Back in 2008 I was doing some heaver testing. In the process I threw an 8oz sinker some where in the 610's. Fishing rod (it was before I came out with the cast Pro Series so I think it was an AFAW Beach) , fishing reel (6500 mag elite and 15 lb test fishing line). At the time I was hardcore into competition casting and 8oz was not a sinker used in competition so I just didn't practice the hatteras cast and 8 oz unless I was fishing. At the time, had I dedicated my self to practice I believe mid 600's would have been doable. At 55, I don't have the power now but can do high 500's (8 oz) without too much trouble... 

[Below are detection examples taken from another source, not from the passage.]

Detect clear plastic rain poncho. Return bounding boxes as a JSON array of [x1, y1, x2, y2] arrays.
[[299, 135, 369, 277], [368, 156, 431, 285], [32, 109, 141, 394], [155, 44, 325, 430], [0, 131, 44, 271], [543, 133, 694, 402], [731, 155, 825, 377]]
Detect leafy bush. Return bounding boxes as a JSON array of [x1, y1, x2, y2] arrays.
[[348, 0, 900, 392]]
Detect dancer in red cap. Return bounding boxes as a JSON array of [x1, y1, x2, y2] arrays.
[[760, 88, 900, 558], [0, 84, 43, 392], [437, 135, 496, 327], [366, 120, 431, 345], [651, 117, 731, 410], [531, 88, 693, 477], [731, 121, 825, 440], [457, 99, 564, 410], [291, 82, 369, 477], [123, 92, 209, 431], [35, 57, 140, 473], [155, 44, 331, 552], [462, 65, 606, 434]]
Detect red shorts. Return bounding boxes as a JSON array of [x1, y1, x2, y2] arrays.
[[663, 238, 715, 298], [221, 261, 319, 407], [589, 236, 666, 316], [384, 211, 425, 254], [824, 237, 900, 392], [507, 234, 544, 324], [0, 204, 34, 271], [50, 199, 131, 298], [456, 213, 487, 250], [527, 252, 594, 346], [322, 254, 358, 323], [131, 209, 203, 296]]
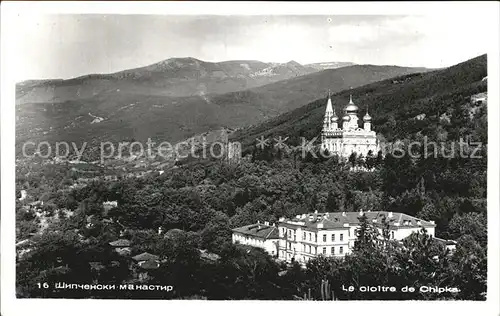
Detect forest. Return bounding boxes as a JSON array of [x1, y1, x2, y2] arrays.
[[16, 56, 488, 300]]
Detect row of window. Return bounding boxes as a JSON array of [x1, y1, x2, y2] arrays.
[[283, 229, 351, 242]]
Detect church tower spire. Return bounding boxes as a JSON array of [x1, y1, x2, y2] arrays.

Point being, it can be done. I witnessed something back in April that I NEVER thought I'd see. A hatteras cast, Century rod, 8oz, 655 akios with 18 lb (.35mm) sakuma line cast 710 feet in competition by Ryan Lambert. It was an awesome feat but he didi it. I measured the cast and measured the line, all legal.

What are the limits??? 

Tommy


----------



## tjbjornsen (Oct 31, 2009)

Nice.
TjB


----------



## DaBig2na (Aug 7, 2011)

Tommy, it was 8nbait I was referring to, based on a previous post.

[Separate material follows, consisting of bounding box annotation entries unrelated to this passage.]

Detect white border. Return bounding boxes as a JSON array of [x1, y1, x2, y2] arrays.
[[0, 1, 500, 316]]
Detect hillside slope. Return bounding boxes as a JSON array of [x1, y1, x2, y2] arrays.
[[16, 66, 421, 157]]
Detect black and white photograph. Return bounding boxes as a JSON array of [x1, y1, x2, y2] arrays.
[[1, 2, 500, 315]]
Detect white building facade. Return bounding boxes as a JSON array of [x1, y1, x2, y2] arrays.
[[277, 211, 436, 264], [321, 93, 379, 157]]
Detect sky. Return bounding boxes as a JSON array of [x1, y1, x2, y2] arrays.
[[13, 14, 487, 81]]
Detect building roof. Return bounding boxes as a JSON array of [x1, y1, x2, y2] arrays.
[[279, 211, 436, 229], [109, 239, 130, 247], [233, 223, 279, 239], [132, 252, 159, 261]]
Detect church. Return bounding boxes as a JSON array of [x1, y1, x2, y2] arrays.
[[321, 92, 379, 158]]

Ryan and I were fishing last Sunday at the end of Jennette's ... I think the sky is the limit for him he is only 27 or 28.. Tommy, I think it was a 656 he was using...I wasn't there in April because of another previous commitment. I wish I had been.. Just so you know my cast has improved greatly and much more accurately. I cut a pice of closet rod about eight feet long, measured 30 inches from the end to where my reel would be and marked it. I keep it in my gym, and Between weight training sets.

I stand in front of the mirror and practice everything you told me. Pushing and pulling, stance etc. (I try to beat up my rib cage on my left hand side) still creating muscle memory. I will be one of the few who can reach past the bar at the Point in due time. 

Yes , I think with the technology that exists today and into the future.. We very well be seeing that in the not too distant future.


----------



## Tommy (Jan 24, 2001)

Yep, it was a 656. My fingers were typing at a different speed than my brain...lol

Ryan can literally be as good as he wants to be in this sport. he has the most natural, raw talent that I've seen. USA casting has a great lineage and a history of great casters. Ryan can join that list if he is willing to work... 

I'm glad your cast is improving. it makes my day to hear from students that are getting better still... 

Tommy

ps, sorry for being involved in a thread hijack....


----------



## tjbjornsen (Oct 31, 2009)

"ps, sorry for being involved in a thread hijack.... "

Fish Bucket got rid of his rod, and got a new one that he thinks is going to work for him. 
Mine should arrive tomorrow, and I'm sure the same will apply.
I think everyone is happy and enjoying time around the campfire.
All is good in P&S Land...
TjB


----------